Na verdade, as desculpas esfarrapadas talvez sejam os andrajos mais visíveis nesse formidável lodaçal em que chafurda o espaço político brasileiro. Ao repetirem tais desculpas, os líderes tucanos endossam o núcleo central da autocomplacente argumentação petista. Mesmo que seja um único exemplo, circunscrito à região de Minas Gerais, o "caso" Azeredo é suficiente para ilustrar a "generalização pecaminosa" insistentemente utilizada pelo discurso petista - a exemplo da grotesca entrevista presidencial concedida em território francês.

Também já se percebeu, da parte de líderes tucanos, uma sutil "ameaça" de equiparação da situação de Azeredo à de Mercadante (nos termos "se mexer num, tem que mexer no outro").
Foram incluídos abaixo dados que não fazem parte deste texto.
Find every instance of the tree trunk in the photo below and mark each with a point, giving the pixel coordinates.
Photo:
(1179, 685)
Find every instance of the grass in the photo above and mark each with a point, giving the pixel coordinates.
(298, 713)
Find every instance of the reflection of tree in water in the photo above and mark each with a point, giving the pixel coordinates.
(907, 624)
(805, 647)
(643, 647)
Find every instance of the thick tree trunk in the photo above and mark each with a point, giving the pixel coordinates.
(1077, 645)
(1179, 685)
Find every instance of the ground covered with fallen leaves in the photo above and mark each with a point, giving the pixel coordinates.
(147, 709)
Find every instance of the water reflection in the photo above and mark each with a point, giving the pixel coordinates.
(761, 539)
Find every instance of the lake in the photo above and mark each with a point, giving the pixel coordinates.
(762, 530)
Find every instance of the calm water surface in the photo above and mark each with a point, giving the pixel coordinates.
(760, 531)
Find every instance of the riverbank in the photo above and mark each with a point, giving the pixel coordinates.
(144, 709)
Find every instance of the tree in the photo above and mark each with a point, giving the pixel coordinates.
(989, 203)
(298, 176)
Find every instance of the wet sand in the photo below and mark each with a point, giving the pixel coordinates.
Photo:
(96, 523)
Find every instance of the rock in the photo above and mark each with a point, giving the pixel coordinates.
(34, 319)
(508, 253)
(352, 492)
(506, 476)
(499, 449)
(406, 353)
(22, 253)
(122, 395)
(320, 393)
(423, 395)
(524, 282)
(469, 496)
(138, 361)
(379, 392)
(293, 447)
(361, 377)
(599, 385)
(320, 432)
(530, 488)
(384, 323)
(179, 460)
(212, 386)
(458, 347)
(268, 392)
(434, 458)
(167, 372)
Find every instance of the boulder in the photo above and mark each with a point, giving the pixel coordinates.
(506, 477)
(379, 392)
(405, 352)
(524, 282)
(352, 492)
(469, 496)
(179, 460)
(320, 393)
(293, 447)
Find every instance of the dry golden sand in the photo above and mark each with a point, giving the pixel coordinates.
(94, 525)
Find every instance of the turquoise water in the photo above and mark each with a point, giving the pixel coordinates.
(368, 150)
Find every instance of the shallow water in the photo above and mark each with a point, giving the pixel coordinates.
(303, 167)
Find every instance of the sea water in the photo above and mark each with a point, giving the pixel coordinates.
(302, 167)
Trata-se da tentativa de um pacto bipartidário de blindagem senatorial recíproca... Mas é claro que as situações são, mesmo, perfeitamente equiparáveis. Como prescreve a legislação vigente, ambos são os únicos responsáveis por suas próprias contas eleitorais (abastecidas pelo valerioduto), não importando se em tempos e campanhas diferentes (ao governo ou ao Senado). Então, que as CPIs "mexam" com os dois. A esta altura, os tucanos pouparem Azeredo é um acinte. E, ao tornar-se imoral, o moralista vira um imoral muito maior do que o imoral que criticou.